Menurutnya, prinsip ini membuat Indonesia tidak menempatkan diri dalam blok kekuatan tertentu, sekaligus membuka ruang persahabatan dan kerja sama dengan berbagai negara.
“Jadi sikap Indonesia secara tradisi, pandangan kita terhadap hubungan internasional, bahwa kita selalu ingin bebas aktif. Kita dari dulu non-aligned, kita tidak mau ikut blok-blok manapun.
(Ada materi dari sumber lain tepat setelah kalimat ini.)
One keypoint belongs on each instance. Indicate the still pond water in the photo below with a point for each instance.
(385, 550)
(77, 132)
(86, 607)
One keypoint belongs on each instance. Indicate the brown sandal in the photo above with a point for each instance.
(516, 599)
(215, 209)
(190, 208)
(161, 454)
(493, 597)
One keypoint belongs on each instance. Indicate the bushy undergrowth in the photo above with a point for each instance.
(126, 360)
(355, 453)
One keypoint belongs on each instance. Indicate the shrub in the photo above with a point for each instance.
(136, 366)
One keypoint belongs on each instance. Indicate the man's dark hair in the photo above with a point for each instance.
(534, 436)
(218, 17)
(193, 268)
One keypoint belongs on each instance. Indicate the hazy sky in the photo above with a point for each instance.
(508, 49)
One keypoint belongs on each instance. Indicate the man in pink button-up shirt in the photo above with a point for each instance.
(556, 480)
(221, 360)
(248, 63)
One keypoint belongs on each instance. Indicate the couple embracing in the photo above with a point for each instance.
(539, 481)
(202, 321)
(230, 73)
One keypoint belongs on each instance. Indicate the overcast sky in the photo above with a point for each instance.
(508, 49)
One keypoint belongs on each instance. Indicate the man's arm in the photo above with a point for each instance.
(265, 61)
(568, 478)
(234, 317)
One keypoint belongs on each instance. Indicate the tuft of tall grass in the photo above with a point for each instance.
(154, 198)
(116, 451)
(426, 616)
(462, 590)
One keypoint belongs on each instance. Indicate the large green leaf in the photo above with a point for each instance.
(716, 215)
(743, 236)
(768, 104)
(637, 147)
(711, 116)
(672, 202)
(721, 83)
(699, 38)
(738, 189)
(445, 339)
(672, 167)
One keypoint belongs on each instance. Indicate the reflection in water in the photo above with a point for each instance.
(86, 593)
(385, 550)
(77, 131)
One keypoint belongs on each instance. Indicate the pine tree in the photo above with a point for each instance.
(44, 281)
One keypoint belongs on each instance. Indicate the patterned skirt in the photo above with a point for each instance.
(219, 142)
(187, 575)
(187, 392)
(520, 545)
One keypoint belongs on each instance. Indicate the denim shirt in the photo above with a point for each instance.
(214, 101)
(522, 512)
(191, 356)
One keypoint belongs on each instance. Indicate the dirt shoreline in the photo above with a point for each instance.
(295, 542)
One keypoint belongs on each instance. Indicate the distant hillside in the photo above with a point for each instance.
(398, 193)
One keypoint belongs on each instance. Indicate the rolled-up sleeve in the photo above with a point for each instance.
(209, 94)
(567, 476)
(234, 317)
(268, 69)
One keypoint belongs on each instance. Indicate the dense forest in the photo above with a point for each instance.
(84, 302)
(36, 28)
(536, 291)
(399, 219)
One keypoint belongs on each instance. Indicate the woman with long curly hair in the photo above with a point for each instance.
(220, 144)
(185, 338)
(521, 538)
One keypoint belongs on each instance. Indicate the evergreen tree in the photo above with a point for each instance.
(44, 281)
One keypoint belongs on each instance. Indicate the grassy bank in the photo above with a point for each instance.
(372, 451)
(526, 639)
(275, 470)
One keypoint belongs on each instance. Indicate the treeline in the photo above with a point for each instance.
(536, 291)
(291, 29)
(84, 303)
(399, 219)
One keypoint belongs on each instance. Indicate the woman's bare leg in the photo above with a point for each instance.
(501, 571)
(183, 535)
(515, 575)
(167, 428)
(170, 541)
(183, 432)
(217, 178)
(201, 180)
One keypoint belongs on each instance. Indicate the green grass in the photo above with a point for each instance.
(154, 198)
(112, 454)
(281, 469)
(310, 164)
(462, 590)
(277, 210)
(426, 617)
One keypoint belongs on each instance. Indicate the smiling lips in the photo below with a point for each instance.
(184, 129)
Jadi, dari suatu pihak, bisa dikatakan kita ingin bersahabat dengan siapa saja,” kata Prabowo dalam Program Presiden Menjawab, dikutip Kamis (17/9/2026).
Prabowo menilai prinsip tersebut juga menjadi salah satu alasan dirinya memenuhi undangan dari berbagai negara. Ia menyebut telah beberapa kali melakukan kunjungan ke sejumlah negara, mulai dari Eropa, Asia, hingga kawasan Timur Tengah.
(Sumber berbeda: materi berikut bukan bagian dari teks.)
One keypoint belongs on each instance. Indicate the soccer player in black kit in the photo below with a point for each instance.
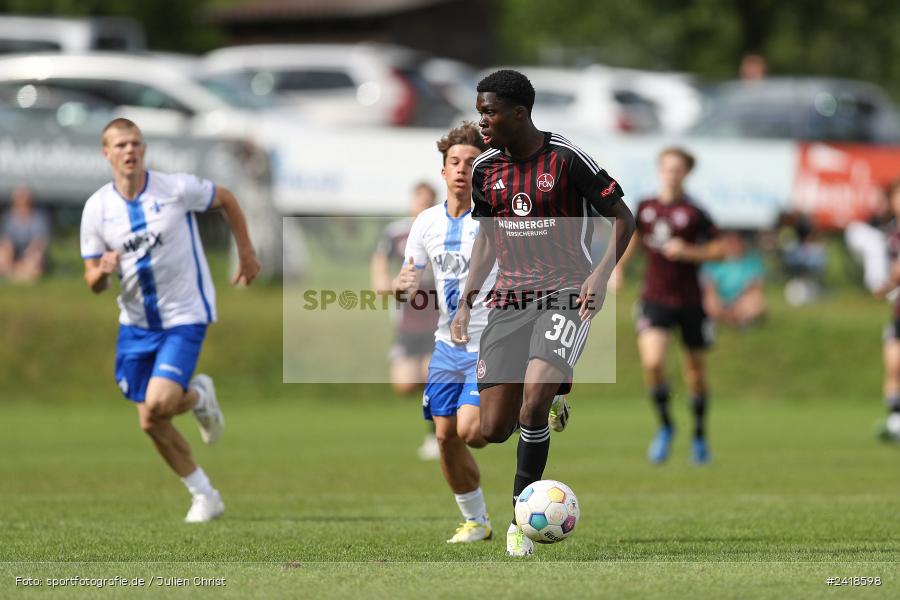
(531, 192)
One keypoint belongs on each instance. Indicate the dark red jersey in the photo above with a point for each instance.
(669, 282)
(893, 243)
(540, 212)
(409, 319)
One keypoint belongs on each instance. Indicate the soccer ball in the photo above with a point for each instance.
(547, 511)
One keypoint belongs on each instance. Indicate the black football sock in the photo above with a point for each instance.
(531, 458)
(698, 406)
(660, 395)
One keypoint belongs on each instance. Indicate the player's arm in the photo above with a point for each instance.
(618, 273)
(605, 195)
(593, 291)
(678, 249)
(711, 249)
(893, 280)
(407, 280)
(484, 255)
(248, 265)
(380, 272)
(98, 270)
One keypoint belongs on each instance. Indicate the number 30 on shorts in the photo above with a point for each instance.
(563, 330)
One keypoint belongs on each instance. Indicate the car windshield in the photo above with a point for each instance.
(236, 90)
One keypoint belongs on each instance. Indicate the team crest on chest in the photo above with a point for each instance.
(545, 182)
(680, 218)
(522, 204)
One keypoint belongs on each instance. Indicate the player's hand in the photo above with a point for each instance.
(675, 249)
(408, 279)
(248, 269)
(592, 296)
(616, 279)
(109, 262)
(459, 328)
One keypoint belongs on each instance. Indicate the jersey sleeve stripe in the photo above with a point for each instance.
(481, 158)
(580, 153)
(212, 197)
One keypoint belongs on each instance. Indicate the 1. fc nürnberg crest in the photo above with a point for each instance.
(545, 182)
(521, 204)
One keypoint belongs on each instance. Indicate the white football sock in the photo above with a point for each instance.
(201, 397)
(472, 506)
(198, 483)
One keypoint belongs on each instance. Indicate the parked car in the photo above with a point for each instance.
(676, 96)
(361, 84)
(455, 80)
(800, 108)
(84, 91)
(21, 34)
(589, 101)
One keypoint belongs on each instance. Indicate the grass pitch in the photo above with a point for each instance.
(326, 498)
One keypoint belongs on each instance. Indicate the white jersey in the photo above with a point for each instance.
(446, 242)
(163, 270)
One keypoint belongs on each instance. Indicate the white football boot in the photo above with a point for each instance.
(209, 416)
(517, 543)
(559, 413)
(472, 531)
(205, 508)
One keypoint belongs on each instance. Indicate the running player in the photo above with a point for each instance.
(531, 193)
(890, 428)
(414, 329)
(677, 236)
(442, 236)
(142, 228)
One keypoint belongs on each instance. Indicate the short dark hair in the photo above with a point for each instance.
(687, 157)
(466, 134)
(118, 123)
(509, 85)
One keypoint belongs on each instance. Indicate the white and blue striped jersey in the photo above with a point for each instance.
(446, 242)
(162, 268)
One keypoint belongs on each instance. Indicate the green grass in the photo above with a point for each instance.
(327, 499)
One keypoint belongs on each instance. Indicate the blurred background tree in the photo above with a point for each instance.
(852, 38)
(856, 38)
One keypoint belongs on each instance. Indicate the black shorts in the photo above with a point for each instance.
(697, 330)
(892, 331)
(412, 344)
(549, 329)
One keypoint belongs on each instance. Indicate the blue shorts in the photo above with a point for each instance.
(145, 353)
(451, 381)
Prabowo menegaskan kunjungan-kunjungan tersebut tidak menunjukkan keberpihakan Indonesia kepada satu kekuatan tertentu.
Sebaliknya, kehadiran Indonesia di berbagai forum internasional merupakan bagian dari upaya menjaga hubungan baik dengan negara-negara yang memiliki posisi penting di dunia, termasuk Rusia.
“Bahwa Rusia termasuk yang paling sering atau agak sering undang Presiden Indonesia, kan tidak baik kalau diundang kita tidak datang. Tapi saya juga bisa dikatakan sangat sering ke Perancis, saya sangat sering ke Inggris, saya sangat sering ke Turki, sangat sering ke negara-negara Arab, ke Mesir, ke Emirates, ke Qatar, juga ke Tiongkok, ke Jepang,” ujarnya.
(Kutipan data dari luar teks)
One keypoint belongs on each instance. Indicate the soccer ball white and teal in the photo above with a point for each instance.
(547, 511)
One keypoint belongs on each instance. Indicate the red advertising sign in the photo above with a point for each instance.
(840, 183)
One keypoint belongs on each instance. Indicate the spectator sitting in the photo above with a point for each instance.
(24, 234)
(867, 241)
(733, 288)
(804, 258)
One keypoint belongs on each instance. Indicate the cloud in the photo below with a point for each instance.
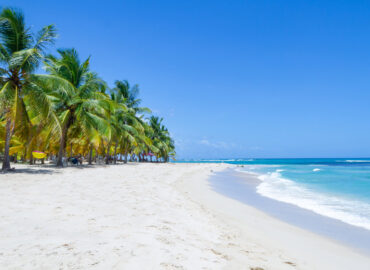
(218, 144)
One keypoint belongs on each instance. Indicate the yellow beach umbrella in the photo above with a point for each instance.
(38, 154)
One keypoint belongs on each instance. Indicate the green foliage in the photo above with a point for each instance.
(70, 109)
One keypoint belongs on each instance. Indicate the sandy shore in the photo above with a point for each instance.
(147, 216)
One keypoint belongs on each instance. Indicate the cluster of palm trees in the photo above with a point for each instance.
(68, 110)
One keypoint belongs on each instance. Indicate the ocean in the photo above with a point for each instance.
(337, 188)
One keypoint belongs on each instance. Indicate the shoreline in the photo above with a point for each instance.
(306, 249)
(241, 185)
(140, 216)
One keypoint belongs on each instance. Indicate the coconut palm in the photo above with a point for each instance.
(20, 54)
(79, 106)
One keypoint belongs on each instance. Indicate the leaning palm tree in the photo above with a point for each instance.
(80, 105)
(20, 55)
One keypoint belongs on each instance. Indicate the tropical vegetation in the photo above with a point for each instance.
(67, 110)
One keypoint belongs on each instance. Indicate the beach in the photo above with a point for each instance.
(147, 216)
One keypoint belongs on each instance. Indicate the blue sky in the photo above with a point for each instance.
(233, 78)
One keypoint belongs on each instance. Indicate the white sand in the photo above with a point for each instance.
(147, 216)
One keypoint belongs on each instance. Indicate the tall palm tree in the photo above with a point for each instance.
(80, 105)
(161, 139)
(20, 55)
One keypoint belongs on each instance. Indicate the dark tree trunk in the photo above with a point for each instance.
(126, 154)
(71, 152)
(115, 152)
(8, 136)
(61, 148)
(90, 155)
(107, 155)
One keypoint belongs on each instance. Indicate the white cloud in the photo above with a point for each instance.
(217, 144)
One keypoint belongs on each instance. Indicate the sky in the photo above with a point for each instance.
(232, 79)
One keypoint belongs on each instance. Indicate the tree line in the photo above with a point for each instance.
(68, 110)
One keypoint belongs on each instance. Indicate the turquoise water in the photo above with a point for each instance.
(336, 188)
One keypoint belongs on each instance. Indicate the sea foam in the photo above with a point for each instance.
(276, 187)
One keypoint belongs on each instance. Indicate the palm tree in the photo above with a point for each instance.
(80, 105)
(20, 55)
(161, 139)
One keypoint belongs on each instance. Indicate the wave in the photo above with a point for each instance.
(356, 160)
(353, 212)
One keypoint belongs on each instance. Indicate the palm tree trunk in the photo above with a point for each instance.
(8, 136)
(90, 155)
(107, 155)
(126, 154)
(115, 152)
(71, 152)
(61, 148)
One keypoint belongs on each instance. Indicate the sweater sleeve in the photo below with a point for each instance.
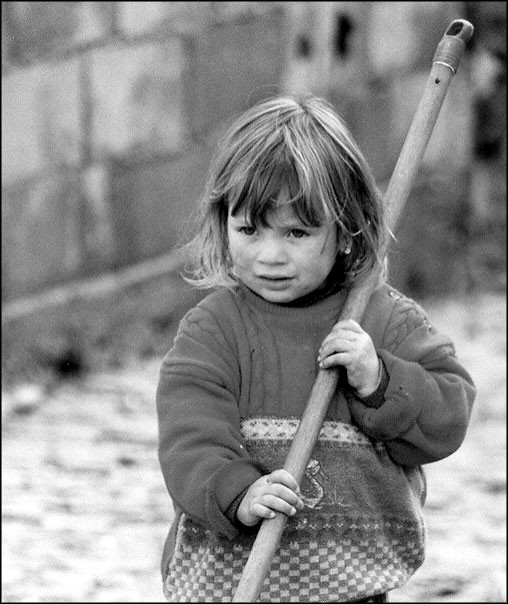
(425, 411)
(201, 450)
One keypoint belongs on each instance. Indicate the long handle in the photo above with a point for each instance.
(444, 65)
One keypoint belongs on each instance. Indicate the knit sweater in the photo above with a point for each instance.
(230, 394)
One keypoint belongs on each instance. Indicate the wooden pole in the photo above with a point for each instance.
(444, 65)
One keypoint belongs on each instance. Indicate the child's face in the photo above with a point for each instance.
(285, 260)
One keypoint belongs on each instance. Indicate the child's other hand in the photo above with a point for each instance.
(275, 492)
(348, 345)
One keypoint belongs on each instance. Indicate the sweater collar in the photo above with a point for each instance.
(320, 303)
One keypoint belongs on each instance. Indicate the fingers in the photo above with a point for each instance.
(281, 494)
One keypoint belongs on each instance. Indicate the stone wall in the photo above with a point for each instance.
(109, 114)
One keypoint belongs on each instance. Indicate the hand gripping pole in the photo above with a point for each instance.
(445, 63)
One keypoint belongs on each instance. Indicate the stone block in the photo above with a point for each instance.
(143, 17)
(137, 100)
(40, 28)
(153, 203)
(40, 233)
(233, 66)
(40, 119)
(98, 250)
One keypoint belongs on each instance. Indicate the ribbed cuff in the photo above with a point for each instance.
(377, 398)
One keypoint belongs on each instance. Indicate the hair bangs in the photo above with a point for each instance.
(277, 180)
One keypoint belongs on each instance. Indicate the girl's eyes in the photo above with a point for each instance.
(294, 233)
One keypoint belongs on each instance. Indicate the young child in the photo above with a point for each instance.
(291, 218)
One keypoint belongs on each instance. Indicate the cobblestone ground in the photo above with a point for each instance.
(85, 511)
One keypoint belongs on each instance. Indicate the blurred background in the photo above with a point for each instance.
(111, 112)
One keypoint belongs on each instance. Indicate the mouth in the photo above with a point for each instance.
(275, 282)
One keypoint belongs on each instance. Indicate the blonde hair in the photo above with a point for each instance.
(301, 145)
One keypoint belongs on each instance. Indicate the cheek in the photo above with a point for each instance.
(237, 252)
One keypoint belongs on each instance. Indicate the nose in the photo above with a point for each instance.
(272, 250)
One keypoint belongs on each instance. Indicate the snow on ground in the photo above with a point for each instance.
(85, 511)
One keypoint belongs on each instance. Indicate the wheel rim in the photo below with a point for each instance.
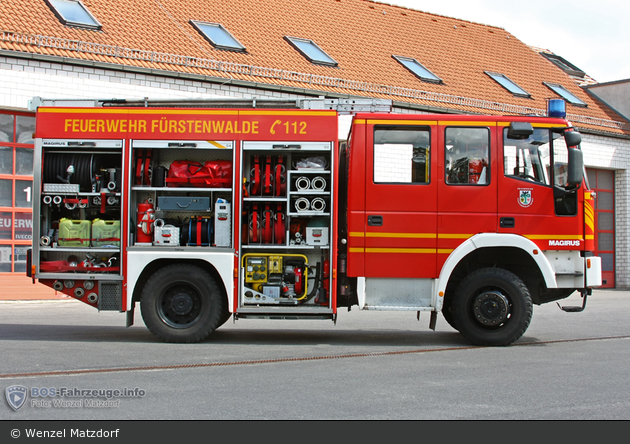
(180, 305)
(491, 308)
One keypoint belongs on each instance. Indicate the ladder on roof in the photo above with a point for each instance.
(342, 106)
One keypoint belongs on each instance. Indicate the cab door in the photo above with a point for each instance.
(467, 186)
(400, 199)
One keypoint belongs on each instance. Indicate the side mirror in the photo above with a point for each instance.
(520, 130)
(573, 138)
(575, 166)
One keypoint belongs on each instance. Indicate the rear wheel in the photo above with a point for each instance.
(492, 306)
(182, 303)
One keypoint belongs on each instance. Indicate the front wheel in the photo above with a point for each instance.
(492, 306)
(182, 303)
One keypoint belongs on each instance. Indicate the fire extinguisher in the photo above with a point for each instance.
(145, 218)
(322, 293)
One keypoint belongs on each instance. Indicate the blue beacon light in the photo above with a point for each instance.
(556, 108)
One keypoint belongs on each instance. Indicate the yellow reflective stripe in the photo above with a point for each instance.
(402, 235)
(401, 250)
(539, 125)
(217, 144)
(454, 236)
(465, 123)
(401, 122)
(135, 111)
(378, 234)
(552, 236)
(287, 113)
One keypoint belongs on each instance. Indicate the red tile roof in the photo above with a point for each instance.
(360, 35)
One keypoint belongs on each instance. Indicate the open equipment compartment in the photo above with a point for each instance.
(185, 199)
(77, 213)
(286, 226)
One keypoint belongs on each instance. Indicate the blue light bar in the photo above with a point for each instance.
(556, 108)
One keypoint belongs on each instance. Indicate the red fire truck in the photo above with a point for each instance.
(202, 212)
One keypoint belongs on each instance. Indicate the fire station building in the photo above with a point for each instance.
(290, 49)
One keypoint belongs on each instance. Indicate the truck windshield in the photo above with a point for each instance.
(532, 158)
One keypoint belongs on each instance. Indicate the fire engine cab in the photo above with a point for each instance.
(206, 211)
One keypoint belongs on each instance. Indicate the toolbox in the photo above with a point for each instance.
(74, 233)
(105, 233)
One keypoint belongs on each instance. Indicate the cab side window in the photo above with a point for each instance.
(401, 154)
(467, 156)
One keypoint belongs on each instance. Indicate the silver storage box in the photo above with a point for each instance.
(183, 203)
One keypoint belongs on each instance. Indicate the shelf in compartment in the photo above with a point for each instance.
(265, 199)
(82, 249)
(48, 193)
(284, 247)
(309, 213)
(181, 189)
(309, 170)
(309, 193)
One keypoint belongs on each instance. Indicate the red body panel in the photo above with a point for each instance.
(424, 223)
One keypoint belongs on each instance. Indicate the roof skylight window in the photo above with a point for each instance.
(565, 94)
(512, 87)
(416, 68)
(311, 51)
(73, 13)
(218, 36)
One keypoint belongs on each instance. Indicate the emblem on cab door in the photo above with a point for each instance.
(525, 198)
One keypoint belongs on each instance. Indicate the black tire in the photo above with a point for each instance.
(182, 303)
(492, 306)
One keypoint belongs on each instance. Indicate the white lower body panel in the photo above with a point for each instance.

Prabowo menuturkan selama mendapat undangan dan memiliki kesempatan untuk hadir, dirinya berupaya memenuhi undangan tersebut. Mengingat jika undangan datang dari negara yang memiliki peran strategis dalam percaturan internasional.
Prabowo juga menjelaskan alasan pentingnya Indonesia menjaga komunikasi dengan Rusia. Menurutnya, Rusia memiliki posisi strategis dalam hubungan internasional, antara lain sebagai anggota tetap Dewan Keamanan Perserikatan Bangsa-Bangsa (PBB), memiliki wilayah yang luas, serta kekayaan sumber daya alam yang besar.
“Apalagi diundang oleh negara kunci di dunia. Bagaimanapun, Rusia itu anggota Dewan Keamanan. Rusia dari segi wilayah, itu negara yang terbesar di dunia. Dan dia punya sumber alam yang sangat besar. Dan secara tradisi hubungan kita baik sama Rusia. Jadi, saya kira itu biasa saja,” jelasnya.
Lebih lanjut, Prabowo menekankan prinsip yang sama juga berlaku ketika Indonesia mendapat undangan dari Amerika Serikat maupun negara-negara lainnya.
Ia menilai memenuhi undangan negara sahabat merupakan bagian dari diplomasi yang menjaga komunikasi dan hubungan baik.
“Tapi kalau saya diundang, kalau ke Amerika saya diundang, saya datang. Kan begitu kan? Jadi, intinya itu,” ucapnya.